The original game and its two good sequels were bold, brash and great fun to play, as you hurtled down a mountain surrounded by bright colours and catchy sounds while doing some insane, incredulous and impossible tricks. With Timesplitters, it was the stand-out launch title for the PS2 and when it went multiplatform with its sequels, it garnered more than just a cult following. It peaked with SSX 3, which interlaced the fun races and awesome tricks with segments of you vs the mountain which worked very well.
After some wilderness years On Tour and on the Wii, it was announced last year and my interest has been building steadily, so I was very pleased when I got to play.

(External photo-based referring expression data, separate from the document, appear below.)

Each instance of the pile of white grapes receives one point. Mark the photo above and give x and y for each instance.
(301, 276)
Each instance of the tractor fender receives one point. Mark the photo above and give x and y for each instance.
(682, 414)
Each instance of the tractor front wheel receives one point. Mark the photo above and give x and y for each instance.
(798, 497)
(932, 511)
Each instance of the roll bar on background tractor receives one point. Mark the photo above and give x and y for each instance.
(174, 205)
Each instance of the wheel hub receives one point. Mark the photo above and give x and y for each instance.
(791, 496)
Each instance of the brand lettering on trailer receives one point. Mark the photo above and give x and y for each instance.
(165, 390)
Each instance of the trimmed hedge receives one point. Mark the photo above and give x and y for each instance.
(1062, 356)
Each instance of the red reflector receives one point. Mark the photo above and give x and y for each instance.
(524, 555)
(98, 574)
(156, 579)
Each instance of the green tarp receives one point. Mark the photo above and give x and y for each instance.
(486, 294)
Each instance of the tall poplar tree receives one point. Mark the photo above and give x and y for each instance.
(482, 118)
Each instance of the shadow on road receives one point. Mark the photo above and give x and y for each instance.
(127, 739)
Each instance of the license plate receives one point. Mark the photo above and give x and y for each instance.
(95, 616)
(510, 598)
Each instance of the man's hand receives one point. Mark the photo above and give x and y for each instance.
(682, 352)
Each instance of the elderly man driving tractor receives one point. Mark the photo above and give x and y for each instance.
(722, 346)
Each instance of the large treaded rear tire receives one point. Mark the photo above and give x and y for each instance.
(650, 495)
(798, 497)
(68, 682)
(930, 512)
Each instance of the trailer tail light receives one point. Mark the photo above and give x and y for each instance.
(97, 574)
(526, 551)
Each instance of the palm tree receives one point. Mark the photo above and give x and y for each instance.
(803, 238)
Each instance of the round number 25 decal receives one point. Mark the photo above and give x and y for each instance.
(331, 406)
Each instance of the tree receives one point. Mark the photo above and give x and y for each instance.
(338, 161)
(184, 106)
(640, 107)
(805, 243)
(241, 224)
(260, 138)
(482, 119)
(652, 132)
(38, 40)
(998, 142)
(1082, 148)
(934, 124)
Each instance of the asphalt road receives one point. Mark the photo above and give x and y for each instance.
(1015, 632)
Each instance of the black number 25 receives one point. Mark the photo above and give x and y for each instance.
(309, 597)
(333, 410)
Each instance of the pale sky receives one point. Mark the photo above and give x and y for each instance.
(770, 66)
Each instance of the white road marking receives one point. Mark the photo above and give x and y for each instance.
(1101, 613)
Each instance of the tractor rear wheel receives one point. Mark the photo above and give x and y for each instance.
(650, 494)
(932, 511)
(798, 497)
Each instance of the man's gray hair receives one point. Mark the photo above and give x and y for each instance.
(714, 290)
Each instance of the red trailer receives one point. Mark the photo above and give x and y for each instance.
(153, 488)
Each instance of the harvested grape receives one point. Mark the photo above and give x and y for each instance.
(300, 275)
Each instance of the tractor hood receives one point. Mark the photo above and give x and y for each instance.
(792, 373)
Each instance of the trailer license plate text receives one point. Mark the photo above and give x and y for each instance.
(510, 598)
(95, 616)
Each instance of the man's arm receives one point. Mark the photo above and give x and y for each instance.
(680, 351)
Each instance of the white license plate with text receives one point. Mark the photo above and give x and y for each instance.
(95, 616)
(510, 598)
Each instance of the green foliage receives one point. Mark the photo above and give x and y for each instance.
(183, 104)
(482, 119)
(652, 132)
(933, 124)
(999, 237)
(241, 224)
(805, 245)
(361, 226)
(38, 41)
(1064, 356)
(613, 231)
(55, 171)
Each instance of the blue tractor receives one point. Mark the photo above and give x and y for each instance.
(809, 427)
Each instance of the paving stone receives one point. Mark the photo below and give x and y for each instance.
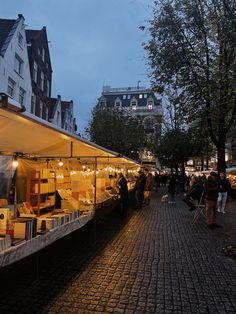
(155, 261)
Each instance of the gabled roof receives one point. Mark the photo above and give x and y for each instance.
(53, 107)
(5, 29)
(32, 34)
(65, 108)
(111, 97)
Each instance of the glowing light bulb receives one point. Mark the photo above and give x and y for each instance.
(15, 163)
(60, 164)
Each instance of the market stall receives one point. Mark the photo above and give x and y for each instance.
(52, 183)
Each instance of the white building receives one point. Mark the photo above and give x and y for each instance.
(15, 79)
(61, 114)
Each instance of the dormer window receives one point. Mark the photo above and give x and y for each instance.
(18, 65)
(150, 103)
(43, 54)
(133, 103)
(102, 103)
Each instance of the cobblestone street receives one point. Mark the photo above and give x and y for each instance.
(155, 262)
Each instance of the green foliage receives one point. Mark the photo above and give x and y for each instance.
(192, 50)
(175, 147)
(113, 129)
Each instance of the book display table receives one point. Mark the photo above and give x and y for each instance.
(26, 248)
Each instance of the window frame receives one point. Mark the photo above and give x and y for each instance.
(18, 65)
(11, 87)
(22, 94)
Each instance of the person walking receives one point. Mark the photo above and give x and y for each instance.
(148, 187)
(123, 192)
(224, 187)
(139, 189)
(172, 187)
(211, 195)
(195, 194)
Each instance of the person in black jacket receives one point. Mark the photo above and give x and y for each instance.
(139, 189)
(211, 195)
(172, 187)
(224, 187)
(194, 194)
(123, 192)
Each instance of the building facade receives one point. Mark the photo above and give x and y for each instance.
(61, 114)
(15, 80)
(138, 102)
(41, 72)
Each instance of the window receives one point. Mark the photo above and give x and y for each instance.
(18, 64)
(118, 103)
(133, 103)
(35, 72)
(43, 54)
(42, 80)
(58, 118)
(22, 93)
(150, 105)
(20, 40)
(48, 89)
(33, 103)
(46, 113)
(41, 109)
(11, 87)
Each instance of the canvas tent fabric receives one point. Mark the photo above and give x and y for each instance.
(23, 133)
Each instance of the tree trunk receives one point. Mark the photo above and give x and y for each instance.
(202, 163)
(221, 166)
(183, 176)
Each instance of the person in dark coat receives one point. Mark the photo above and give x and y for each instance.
(194, 194)
(211, 195)
(171, 187)
(123, 192)
(224, 188)
(148, 187)
(139, 189)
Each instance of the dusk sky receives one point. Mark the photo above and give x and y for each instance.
(92, 43)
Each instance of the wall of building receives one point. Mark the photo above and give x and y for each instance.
(7, 67)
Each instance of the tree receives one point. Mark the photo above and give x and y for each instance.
(192, 49)
(115, 130)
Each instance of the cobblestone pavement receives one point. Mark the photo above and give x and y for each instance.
(154, 262)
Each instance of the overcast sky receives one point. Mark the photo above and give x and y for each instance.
(92, 43)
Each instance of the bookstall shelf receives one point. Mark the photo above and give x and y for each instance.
(26, 248)
(51, 185)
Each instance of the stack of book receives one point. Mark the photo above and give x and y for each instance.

Firstly though, another top tip for people showing off games at Expos: be nice. Not over the top friendly, but be pleasant. Don’t bark at me for pushing an incorrect button or not standing up and leaving the second I finish my run down the mountain. I love the SSX series but the guy in charge of the machines put me in a bad mood, so this review may be a tad more negative than I actually felt about the game.
|Looks good, yah?|
Anyway, initial impressions. It looked fantastic. Whether it was the backdrop, the character models or some snow powder flying after being dislodged by a crazy man with a board, the graphics were consistent, crisp and clear. The level I played was dark, set at the top of a vicious looking mountain, but with enough colour around to make you realise you’re not in a snow level of Modern Warfare. It was nice, but it made me yearn for the more festival-centric nature of the earlier incarnations, though this shouldn’t take away from how awesome it looked.

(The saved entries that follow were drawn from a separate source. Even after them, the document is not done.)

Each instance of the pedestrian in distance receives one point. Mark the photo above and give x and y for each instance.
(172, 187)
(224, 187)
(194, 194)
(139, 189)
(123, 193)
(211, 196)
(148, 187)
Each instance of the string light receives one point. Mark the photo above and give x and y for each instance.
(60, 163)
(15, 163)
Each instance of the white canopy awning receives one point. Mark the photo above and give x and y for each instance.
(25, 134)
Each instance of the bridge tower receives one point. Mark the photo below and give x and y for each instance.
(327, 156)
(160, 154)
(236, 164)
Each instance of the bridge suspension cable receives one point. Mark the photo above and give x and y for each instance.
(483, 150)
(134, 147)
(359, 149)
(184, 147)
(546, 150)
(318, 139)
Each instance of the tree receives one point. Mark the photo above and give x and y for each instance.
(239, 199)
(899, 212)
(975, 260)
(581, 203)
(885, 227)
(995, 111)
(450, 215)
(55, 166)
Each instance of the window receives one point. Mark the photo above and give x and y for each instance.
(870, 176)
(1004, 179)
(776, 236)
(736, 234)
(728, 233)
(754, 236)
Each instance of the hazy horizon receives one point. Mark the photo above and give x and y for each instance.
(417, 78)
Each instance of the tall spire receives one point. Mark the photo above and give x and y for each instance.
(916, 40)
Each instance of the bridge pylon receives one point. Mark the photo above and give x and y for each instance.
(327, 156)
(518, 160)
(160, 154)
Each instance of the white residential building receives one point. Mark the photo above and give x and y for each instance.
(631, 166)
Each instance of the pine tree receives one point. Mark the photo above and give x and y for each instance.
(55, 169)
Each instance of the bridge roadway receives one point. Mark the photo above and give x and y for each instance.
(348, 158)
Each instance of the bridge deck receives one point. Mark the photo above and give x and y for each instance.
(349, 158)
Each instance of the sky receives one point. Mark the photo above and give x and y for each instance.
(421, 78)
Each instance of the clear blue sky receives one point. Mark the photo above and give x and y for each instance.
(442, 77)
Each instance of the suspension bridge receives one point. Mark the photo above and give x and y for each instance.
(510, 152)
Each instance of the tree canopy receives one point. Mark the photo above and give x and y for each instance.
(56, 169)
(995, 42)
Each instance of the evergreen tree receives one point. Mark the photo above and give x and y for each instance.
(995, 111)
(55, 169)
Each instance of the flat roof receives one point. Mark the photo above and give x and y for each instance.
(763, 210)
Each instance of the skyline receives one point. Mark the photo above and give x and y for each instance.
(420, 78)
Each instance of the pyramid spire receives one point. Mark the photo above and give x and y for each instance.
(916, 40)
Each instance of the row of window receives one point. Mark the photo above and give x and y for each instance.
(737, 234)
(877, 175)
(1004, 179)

The actual routes themselves were well designed with crazy jumps and so, so many possible direction branches that it would probably take even a hardened SSX-er a long while to find them all, and each route we took had enough space to traverse, but kept us on our toes with sections falling away and wide-open areas suddenly becoming narrow chutes into a lustful cavern. The fluidity of the riders too is something to behold and although at the time I felt the handling was a bit unresponsive and heavy, I take it back now. The game has always been about precision and it’s something to learn, which I did toward the end of the run. All in all, it’s all quite impressive
Imagine my disappointment then that I was left a bit empty after playing. It looked good, it had been designed well, even doing tricks felt more natural, but it left me a bit hollow, which took me a bit of time to work out why.
The reason? It was too easy. I was hurtling down a mountain: sometimes I was getting jumps spot on and feeling like the Fonz, while other times I screwed things up and was heading face first into a wall of ice and ended up feeling like… well, the Fonz again. There was no challenge; I still got points for my tricks, I got up almost as soon as I crash landed and hardly lost any speed. And this was when it actually decided I crashed; sometimes I just carried on after landing completely upside down.
Now, SSX has never been the most realistic game in the world, but this just didn’t feel right. There should be some punishment for going wrong and unless this gets rectified, I fear I will be disappointed at release as well. Should they fix this feeling, however, this could well be worth the time and effort.